The New York-based firm’s announcement comes just months after Efisimo Capital Management, Farallon Capital Management and other shareholders ousted the Toshiba chairman after the company colluded with the Japanese government to pressure foreign investors.
“Our investment in Toshiba reflects our strong belief in the underlying value of the company,” Elliott said in the statement.
The company is expected to update investors on its plans over the next weeks and release earnings in November.
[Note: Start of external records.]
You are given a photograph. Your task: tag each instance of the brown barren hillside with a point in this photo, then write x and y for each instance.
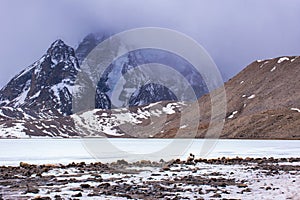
(263, 101)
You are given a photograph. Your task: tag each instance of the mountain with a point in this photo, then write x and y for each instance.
(134, 91)
(263, 100)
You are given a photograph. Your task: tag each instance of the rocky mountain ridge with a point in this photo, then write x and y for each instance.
(262, 102)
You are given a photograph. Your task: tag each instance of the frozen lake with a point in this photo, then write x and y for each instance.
(42, 151)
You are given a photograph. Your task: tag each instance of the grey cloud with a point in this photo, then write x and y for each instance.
(234, 32)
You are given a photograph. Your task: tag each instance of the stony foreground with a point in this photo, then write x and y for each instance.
(222, 178)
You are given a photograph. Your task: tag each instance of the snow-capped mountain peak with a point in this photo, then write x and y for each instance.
(45, 88)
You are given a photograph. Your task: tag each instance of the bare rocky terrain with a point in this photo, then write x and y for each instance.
(226, 178)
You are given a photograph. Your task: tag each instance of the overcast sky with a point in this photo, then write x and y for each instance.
(234, 32)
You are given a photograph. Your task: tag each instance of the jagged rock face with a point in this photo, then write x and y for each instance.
(130, 62)
(150, 93)
(44, 88)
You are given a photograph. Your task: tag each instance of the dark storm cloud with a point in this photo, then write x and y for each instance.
(234, 32)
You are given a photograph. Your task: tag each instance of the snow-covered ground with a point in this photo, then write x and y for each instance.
(41, 151)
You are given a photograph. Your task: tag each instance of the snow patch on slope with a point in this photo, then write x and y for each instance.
(282, 59)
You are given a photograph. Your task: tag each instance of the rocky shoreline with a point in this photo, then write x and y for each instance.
(222, 178)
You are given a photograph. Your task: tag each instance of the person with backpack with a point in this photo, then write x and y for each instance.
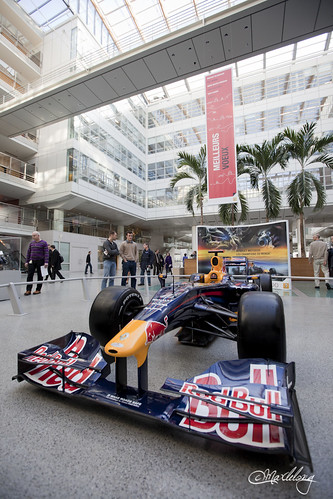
(110, 253)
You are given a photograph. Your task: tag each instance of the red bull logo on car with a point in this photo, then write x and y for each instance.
(155, 329)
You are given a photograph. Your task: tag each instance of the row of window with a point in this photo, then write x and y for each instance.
(82, 167)
(248, 94)
(121, 123)
(92, 19)
(94, 134)
(177, 140)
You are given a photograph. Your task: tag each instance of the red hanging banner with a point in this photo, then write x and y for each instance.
(221, 154)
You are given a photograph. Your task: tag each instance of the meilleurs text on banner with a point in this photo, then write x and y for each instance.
(221, 153)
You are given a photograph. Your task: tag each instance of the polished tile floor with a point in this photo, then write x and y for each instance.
(54, 447)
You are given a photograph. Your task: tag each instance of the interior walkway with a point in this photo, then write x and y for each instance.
(54, 447)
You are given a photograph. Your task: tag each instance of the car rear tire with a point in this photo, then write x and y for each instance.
(112, 309)
(266, 282)
(261, 327)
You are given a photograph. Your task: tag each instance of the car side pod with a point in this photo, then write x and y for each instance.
(249, 403)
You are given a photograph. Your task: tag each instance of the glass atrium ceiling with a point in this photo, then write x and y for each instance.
(131, 23)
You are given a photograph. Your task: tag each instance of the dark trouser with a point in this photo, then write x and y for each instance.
(143, 270)
(55, 272)
(129, 267)
(35, 265)
(49, 269)
(90, 266)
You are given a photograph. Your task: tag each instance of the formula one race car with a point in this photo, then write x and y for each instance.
(249, 402)
(208, 306)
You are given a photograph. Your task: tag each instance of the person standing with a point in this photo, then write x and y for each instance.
(55, 263)
(129, 253)
(110, 253)
(330, 261)
(146, 263)
(88, 263)
(158, 262)
(318, 253)
(37, 257)
(49, 268)
(168, 263)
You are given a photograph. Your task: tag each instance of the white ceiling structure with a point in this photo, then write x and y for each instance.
(237, 30)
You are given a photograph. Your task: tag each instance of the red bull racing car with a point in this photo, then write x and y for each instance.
(250, 402)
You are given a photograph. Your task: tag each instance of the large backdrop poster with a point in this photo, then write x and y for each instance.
(265, 245)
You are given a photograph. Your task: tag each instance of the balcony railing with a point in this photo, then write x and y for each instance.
(16, 168)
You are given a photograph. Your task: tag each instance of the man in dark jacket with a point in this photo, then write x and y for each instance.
(55, 263)
(158, 262)
(110, 253)
(37, 257)
(146, 263)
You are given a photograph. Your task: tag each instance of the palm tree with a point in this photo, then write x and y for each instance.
(305, 148)
(194, 168)
(260, 159)
(227, 212)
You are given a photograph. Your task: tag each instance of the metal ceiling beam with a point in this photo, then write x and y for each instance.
(218, 41)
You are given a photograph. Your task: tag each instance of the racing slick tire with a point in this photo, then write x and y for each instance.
(261, 327)
(112, 309)
(265, 281)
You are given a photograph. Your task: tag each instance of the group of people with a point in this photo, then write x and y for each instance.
(128, 251)
(322, 258)
(39, 255)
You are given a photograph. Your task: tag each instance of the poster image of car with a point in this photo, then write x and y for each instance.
(266, 246)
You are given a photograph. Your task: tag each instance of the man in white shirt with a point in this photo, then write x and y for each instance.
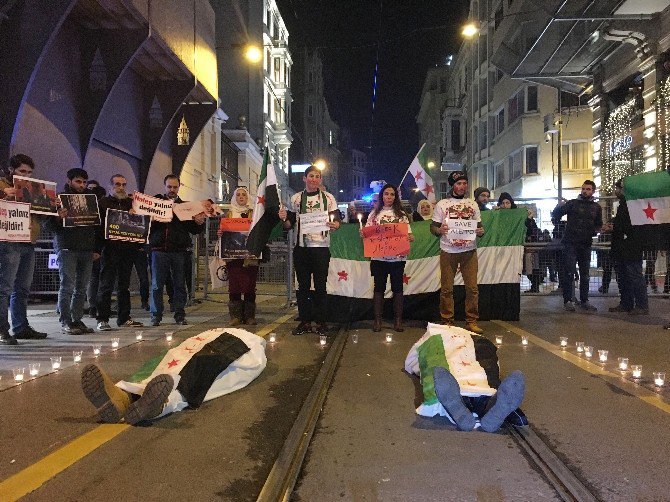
(456, 212)
(311, 255)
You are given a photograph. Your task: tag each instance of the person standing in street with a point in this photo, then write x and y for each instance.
(17, 264)
(76, 254)
(311, 255)
(455, 252)
(169, 243)
(584, 221)
(117, 260)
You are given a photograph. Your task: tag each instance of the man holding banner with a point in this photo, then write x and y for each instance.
(457, 222)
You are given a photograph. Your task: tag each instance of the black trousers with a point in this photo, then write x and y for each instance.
(116, 265)
(380, 271)
(311, 264)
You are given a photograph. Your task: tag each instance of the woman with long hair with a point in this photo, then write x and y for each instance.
(387, 209)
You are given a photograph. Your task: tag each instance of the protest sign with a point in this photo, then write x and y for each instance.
(124, 226)
(187, 210)
(14, 221)
(158, 209)
(313, 223)
(386, 240)
(463, 230)
(40, 194)
(82, 209)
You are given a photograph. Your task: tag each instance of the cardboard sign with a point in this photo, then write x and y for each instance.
(314, 223)
(82, 209)
(386, 240)
(158, 209)
(14, 221)
(40, 194)
(124, 226)
(462, 230)
(235, 224)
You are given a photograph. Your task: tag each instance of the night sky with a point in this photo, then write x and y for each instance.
(415, 36)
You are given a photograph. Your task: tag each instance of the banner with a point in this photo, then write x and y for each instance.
(82, 209)
(40, 194)
(185, 211)
(14, 221)
(124, 226)
(158, 209)
(388, 239)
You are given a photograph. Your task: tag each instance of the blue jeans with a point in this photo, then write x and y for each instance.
(17, 263)
(163, 265)
(632, 284)
(74, 270)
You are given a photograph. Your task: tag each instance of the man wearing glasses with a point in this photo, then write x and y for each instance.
(117, 260)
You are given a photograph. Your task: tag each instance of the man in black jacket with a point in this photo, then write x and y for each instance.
(584, 221)
(169, 243)
(76, 253)
(117, 260)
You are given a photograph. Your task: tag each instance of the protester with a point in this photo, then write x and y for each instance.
(169, 242)
(17, 264)
(311, 255)
(388, 210)
(584, 221)
(242, 273)
(117, 260)
(456, 252)
(75, 247)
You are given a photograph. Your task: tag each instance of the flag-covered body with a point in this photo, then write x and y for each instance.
(418, 170)
(648, 199)
(500, 256)
(213, 363)
(266, 206)
(451, 348)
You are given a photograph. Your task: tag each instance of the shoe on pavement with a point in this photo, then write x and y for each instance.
(30, 334)
(303, 328)
(472, 326)
(449, 394)
(103, 326)
(110, 401)
(152, 401)
(7, 339)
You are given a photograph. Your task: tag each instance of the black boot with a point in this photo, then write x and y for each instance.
(378, 300)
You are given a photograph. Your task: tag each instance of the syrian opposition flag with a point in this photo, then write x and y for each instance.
(648, 199)
(213, 363)
(500, 256)
(266, 207)
(418, 170)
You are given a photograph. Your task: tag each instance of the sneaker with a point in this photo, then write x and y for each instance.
(303, 328)
(30, 334)
(131, 324)
(103, 326)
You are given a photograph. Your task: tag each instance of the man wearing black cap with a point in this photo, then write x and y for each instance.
(458, 247)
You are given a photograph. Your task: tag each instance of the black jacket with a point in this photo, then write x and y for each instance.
(173, 236)
(584, 220)
(72, 238)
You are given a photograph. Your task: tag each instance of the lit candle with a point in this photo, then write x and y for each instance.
(55, 363)
(659, 378)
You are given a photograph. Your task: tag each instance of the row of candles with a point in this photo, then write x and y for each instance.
(603, 354)
(77, 355)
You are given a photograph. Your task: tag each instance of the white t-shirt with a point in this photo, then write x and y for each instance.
(387, 215)
(465, 209)
(314, 203)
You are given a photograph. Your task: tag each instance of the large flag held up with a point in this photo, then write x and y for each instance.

As the deadline draws closer, Toshiba has told shareholders that it is looking at three possible ways to try and unlock value, the sources said.
Elliott has worked with management and the board and said in a statement that the firm has been “encouraged by the creative nature of our association with the company in recent months.”
A Toshiba spokesperson said the company does not disclose communications with its shareholders.
In their discussions, sources said Elliott suggested to Toshiba that the company’s stock could be worth 6,000 yen, which would mark a 27% increase from Thursday’s close of 4,715 yen.
Sources said three possible avenues for Toshiba could include an outright sale to a private equity firm, a company breakup led by its management team, or a combination of the two options.
Sources said current shareholder frustration with the company could make a management-led buyout very unlikely, with a private equity firm instead playing the role of either an outright buyer or a large minority investor.
Toshiba began a full review of its existing assets in April after it rejected a $20 billion takeover bid from CVC Capital Partners. The results of the review will be presented when the company announces a new medium-term business plan in October.
Since then Toshiba has been in talks with financial and strategic investors, including US private equity firm KKR & Co Inc., to seek their ideas for a new strategy.
Japan has recently become a popular hunting ground for US active investors, with Third Point targeting the Sony Group and Olympus appointing three foreign directors after ValueAct took a stake in the company.
ValueAct has also invested in Nintendo and Seven&I Holdings.
Elliott previously worked in Japan, when he created a nearly $3 billion stake in SoftBank in early 2020. This reduced stake as the stock price rose, the hedge fund remains invested in SoftBank.
During the first half of 2021, 10 operations were launched in Japanese companies, data from investment bank Lazard showed.